Thursday, June 18, 2009
Does everything have to have a beginning?
Pascal once wrote that belief in God is incomprehensible and disbelief in God is inconceivable.
The same can be said about the infinite/eternal, but I think of it in different wording. Imagining something or someone to not have a beginning is difficult to comprehend, but not as difficult to imagine.
Imagining something to not have a beginning or end, might be difficult because of our finite point of reference. Everything we humans observe in this world has a beginning, even the universe (see below). However just because everything we know has a beginning doesn't mean that everything HAS to have one.
Science has confirmed that the universe has a beginning. The logic goes that because of the doppler effect found in cosmic background radiation, we know that space is expanding. If space is expanding, then it must had a starting expansion point.
Science has also confirmed that the universe has an end. Our telescopes find dying stars all the time. Our sun has a very definite lifespan. When the sun goes, life on earth as we know it will cease as well.
This confirmation of the finiteness of the known universe begs the question: "What caused it all?" After all, if the universe were eternal, such a question wouldn't be necessary. But we know that finite things have causes/sources.
I only know of two possibilities. Either an eternal process caused it, or an eternal being.
Belief in an eternal being is a simpler explanation than belief in an eternal process.
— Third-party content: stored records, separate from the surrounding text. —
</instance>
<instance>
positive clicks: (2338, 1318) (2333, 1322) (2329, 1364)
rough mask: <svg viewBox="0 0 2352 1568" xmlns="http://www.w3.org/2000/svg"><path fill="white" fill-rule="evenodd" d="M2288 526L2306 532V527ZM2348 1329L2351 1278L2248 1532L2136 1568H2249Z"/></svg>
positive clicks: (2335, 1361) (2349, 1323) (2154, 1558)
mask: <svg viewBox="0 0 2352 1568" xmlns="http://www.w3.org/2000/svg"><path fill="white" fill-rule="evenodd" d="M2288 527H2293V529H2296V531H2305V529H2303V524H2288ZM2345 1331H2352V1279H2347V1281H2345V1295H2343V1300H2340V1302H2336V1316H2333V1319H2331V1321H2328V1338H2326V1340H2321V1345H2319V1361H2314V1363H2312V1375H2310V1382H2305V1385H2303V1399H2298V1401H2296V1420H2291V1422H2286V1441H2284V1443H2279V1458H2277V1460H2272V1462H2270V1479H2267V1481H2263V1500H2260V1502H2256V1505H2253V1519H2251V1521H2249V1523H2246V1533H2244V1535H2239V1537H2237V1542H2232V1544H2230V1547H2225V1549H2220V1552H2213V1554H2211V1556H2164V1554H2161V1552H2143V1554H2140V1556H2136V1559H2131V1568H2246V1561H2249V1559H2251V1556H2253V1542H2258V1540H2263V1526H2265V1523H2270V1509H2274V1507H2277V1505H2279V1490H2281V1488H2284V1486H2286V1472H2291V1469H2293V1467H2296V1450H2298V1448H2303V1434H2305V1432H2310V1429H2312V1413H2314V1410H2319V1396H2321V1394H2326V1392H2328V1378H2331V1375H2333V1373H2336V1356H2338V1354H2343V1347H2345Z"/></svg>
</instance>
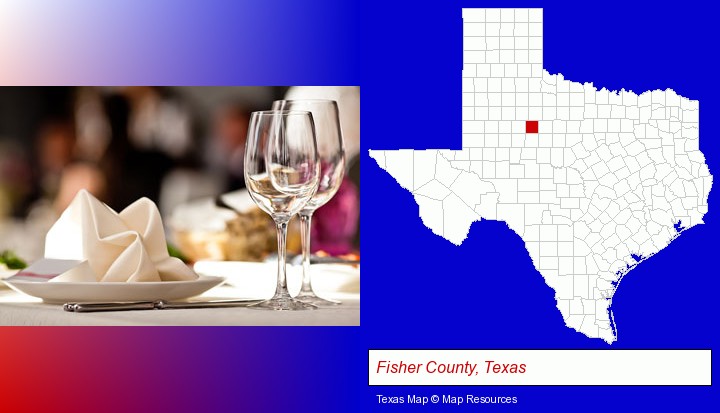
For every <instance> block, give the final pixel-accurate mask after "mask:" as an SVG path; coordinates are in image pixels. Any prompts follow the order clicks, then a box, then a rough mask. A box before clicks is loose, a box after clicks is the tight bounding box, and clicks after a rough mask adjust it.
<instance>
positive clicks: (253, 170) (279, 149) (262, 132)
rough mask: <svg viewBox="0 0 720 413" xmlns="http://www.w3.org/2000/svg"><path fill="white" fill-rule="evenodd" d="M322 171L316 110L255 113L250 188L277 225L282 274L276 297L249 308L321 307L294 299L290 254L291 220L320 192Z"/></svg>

After all, belief in an eternal being also explains the order found in the universe. Order always comes from intelligence. No exceptions have ever been found.
Something else that Pascal observes is that God has revealed Himself with enough clues in creation to know of His existence, but He also hides Himself enough so that we may sense our unworthiness of Him.
If Creation testifies of this, then this begs the question: What can save us from this condition?